I think I went deaf for a few seconds after hearing that. I hadn’t been fooled. I was a fool. A fool surrounded by fools, dreaming of becoming an even bigger fool. The other people on the patio laughing and enjoying their afternoon beers, the babies being rolled by in strollers, all of the people oblivious to what the hell Communication Arts was, were going in slow motion. Did this person say life? Or career? I honestly don’t remember, but what difference did it make. We had flown this famous person in from another country. I still don’t know, but I assume they had been in Communication Arts. I had been in Communication Arts, but to this person I was just some peon somewhere in middle America.
That was when I realized that this was a dream I had chased for all the wrong reasons. Until that moment, I wanted to win more Communication Arts awards. To someday start a super rad firm and wallpaper the walls with said awards. To hire interns to scan photos 18 hours a day for no reward other than putting my name on their résumé. To fly around the world to speak about the awesome work I did for the stupid clients, and all of the sweet awards I had won from doing that awesome work, and to sell a book featuring the awesome work, and the words explaining the awesomeness of said work. To design graphs that looked like amoebas, and take pictures of plastic figurines, to put in annual reports that made shareholders call up The Company and say “what the fuck are you doing with our money!? Oh, a famous designer designed this? Awesome!”
This person must have said “life,” because I suddenly thought about mine. Winning that award hadn’t done anything for anyone other than myself. I hadn’t solved any problems, or helped anyone, or inspired anyone to do anything for anyone. Why had I even wanted to achieve this? Because someone told me it was an awesome thing to achieve. Someone who lives in a world where regular people tell regular people that they are awesome, and more regular people tell those people they are awesome, and those people think to themselves “I am awesome,” and tell those original people, and the people after those people, “here is how to be awesome,” and then those people nod their heads and say “he is awesome. I hope I can work for his awesome firm, and be awesome like him” and they do so for a few years and then think to themselves “why am I not awesome yet?

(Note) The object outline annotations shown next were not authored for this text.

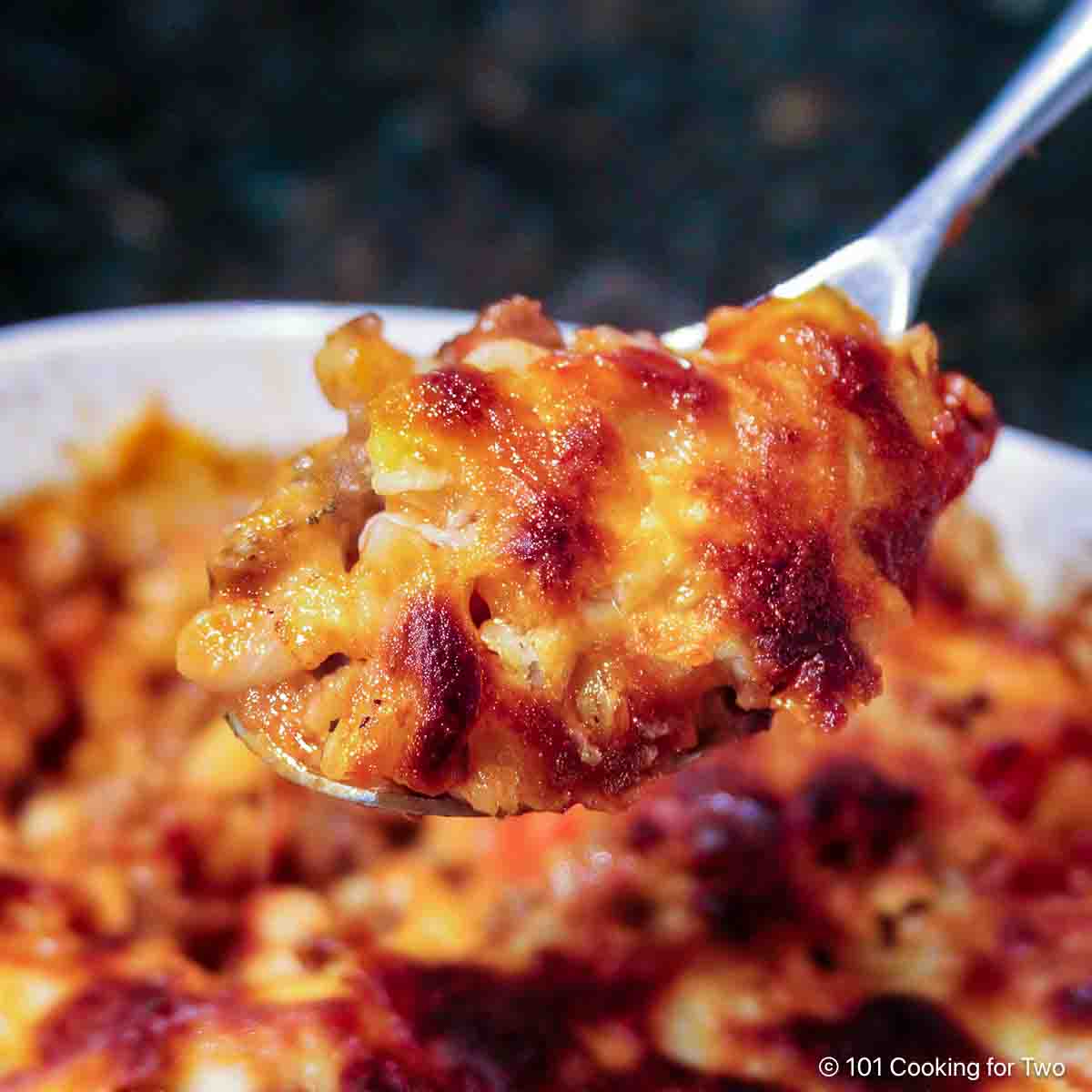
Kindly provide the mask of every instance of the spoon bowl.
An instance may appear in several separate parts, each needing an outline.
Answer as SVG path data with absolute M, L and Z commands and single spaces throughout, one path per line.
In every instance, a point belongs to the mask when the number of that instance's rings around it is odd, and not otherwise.
M 819 285 L 830 285 L 871 314 L 885 333 L 901 333 L 913 319 L 925 277 L 952 225 L 1090 92 L 1092 0 L 1077 0 L 989 109 L 923 182 L 870 232 L 776 285 L 770 294 L 793 298 Z M 672 352 L 686 353 L 698 348 L 704 337 L 705 324 L 698 322 L 664 334 L 662 341 Z M 361 807 L 406 815 L 482 815 L 450 795 L 425 796 L 401 786 L 361 788 L 332 781 L 308 770 L 266 739 L 248 733 L 233 714 L 227 714 L 227 721 L 250 750 L 281 776 L 305 788 Z M 682 756 L 678 764 L 700 758 L 703 749 Z

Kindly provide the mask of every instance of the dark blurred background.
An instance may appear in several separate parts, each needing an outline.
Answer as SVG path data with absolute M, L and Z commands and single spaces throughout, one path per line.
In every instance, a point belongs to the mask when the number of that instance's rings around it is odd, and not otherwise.
M 662 329 L 866 228 L 1051 0 L 9 0 L 0 320 L 240 297 Z M 1007 420 L 1092 447 L 1092 107 L 922 316 Z

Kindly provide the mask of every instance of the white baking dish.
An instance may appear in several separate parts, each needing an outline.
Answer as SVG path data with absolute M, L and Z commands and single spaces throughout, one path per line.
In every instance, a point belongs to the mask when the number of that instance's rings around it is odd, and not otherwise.
M 288 449 L 336 431 L 310 358 L 364 307 L 227 304 L 73 316 L 0 330 L 0 497 L 68 467 L 63 447 L 93 440 L 152 395 L 232 443 Z M 424 353 L 470 316 L 373 308 L 392 341 Z M 972 488 L 1035 600 L 1092 580 L 1092 455 L 1006 429 Z

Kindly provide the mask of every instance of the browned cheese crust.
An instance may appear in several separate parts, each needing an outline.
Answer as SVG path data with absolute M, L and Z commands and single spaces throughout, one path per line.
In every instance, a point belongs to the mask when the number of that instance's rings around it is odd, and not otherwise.
M 946 515 L 842 732 L 779 713 L 626 814 L 411 822 L 280 780 L 173 669 L 273 473 L 153 413 L 0 513 L 4 1092 L 1092 1088 L 1087 597 L 1033 618 Z
M 230 529 L 180 669 L 317 772 L 489 814 L 618 806 L 771 709 L 840 727 L 996 430 L 926 328 L 830 290 L 685 358 L 518 298 L 316 367 L 347 434 Z

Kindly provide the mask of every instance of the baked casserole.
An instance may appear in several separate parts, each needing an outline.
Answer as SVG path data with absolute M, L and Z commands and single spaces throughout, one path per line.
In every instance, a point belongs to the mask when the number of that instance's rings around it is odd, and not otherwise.
M 523 298 L 423 359 L 364 317 L 316 371 L 346 435 L 229 530 L 180 668 L 317 773 L 489 815 L 617 807 L 770 710 L 840 727 L 997 427 L 830 289 L 685 357 Z
M 0 519 L 0 1088 L 1092 1087 L 1092 615 L 1029 614 L 973 520 L 841 732 L 779 712 L 627 812 L 407 821 L 174 669 L 272 460 L 153 410 L 78 473 Z

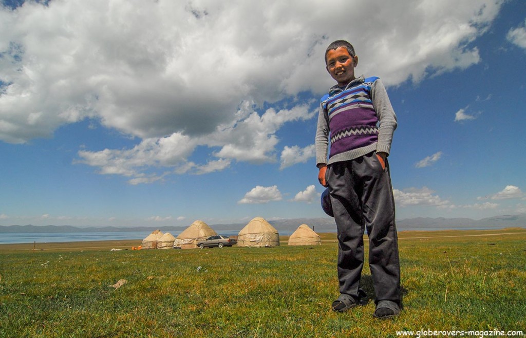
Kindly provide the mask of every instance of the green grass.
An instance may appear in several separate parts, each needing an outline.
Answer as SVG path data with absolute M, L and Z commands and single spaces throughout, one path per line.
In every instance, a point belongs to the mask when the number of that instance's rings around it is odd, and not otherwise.
M 330 311 L 338 294 L 333 242 L 2 252 L 0 337 L 396 337 L 401 330 L 525 330 L 526 234 L 514 231 L 427 239 L 401 233 L 404 309 L 385 321 L 372 317 L 372 302 L 345 313 Z M 108 286 L 122 279 L 123 286 Z M 372 296 L 367 266 L 362 281 Z

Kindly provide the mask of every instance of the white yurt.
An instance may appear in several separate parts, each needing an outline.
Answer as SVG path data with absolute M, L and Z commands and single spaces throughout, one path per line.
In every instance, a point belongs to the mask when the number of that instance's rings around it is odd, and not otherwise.
M 321 238 L 306 224 L 302 224 L 289 237 L 289 245 L 319 245 Z
M 171 249 L 174 247 L 175 237 L 169 232 L 165 232 L 157 241 L 157 249 Z
M 143 249 L 157 249 L 159 239 L 164 234 L 159 230 L 152 232 L 143 240 Z
M 203 221 L 196 221 L 175 239 L 174 248 L 195 249 L 197 242 L 217 234 L 214 229 Z
M 278 230 L 262 217 L 256 217 L 239 231 L 238 247 L 275 247 L 279 245 Z

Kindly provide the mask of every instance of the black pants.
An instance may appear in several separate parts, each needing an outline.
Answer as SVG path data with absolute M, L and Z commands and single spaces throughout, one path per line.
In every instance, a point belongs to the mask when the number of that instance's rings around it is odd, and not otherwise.
M 375 302 L 400 304 L 400 263 L 389 165 L 374 152 L 328 166 L 326 178 L 338 228 L 340 293 L 358 299 L 363 267 L 363 232 L 369 238 L 369 264 Z

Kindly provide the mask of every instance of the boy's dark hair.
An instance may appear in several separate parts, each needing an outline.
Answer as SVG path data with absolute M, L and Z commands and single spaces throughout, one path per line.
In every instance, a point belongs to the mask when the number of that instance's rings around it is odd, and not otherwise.
M 349 55 L 351 56 L 351 57 L 354 57 L 355 55 L 356 55 L 356 54 L 355 53 L 355 47 L 352 47 L 352 45 L 345 40 L 336 40 L 336 41 L 331 43 L 331 44 L 329 45 L 329 47 L 327 47 L 327 49 L 325 50 L 326 65 L 327 63 L 327 53 L 329 53 L 329 51 L 333 49 L 336 49 L 340 47 L 345 47 L 345 49 L 347 50 L 348 52 L 349 52 Z

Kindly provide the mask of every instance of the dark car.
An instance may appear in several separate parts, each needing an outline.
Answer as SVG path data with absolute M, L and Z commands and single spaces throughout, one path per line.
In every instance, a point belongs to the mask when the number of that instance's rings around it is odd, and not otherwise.
M 204 241 L 199 241 L 197 242 L 197 246 L 201 249 L 212 247 L 217 247 L 222 248 L 223 247 L 231 247 L 237 244 L 237 241 L 233 238 L 230 238 L 227 236 L 222 235 L 217 235 L 209 237 Z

I have worked for this awesome person, wiped their awesome ass with my sweat-drenched design school diploma, and their aura of awesomeness has failed to permeate my young, soft, naive skin.” Someone who was told the same thing by another person who had marinaded in the salty oceans of said world for a little bit longer.
Peeking Inside Your Fortune Cookie
If I could do it all over again, would I change a thing? No way. This is one of the many times in my life that I pursued a dream or a goal, only to find out that it was something I either didn’t want, or wanted for the wrong reasons. Even though I now recognize that Goals Are Bananas, I’m sure I’ve yet to pursue a few more Chinese Food Goals in my lifetime; but that knowledge has prevented me from wasting my energy on things that clearly weren’t going to make me happy. Some would call me a quitter, but if I had stuck with some prior goal, I’d currently be a professional Bowler – and c’mon, do I need to explain why I wouldn’t change a thing?
The world is constantly telling us there are things we need to strive for. We need to get a higher-paying job. We need to go back to school. We need to buy our girlfriend a really huge diamond. Recognizing when achieving something isn’t going to make you feel fulfilled is a skill that can maximize your health, wealth, and happiness. Has there been something in your life that you strove for and achieved, only to discover it didn’t make you that happy after all?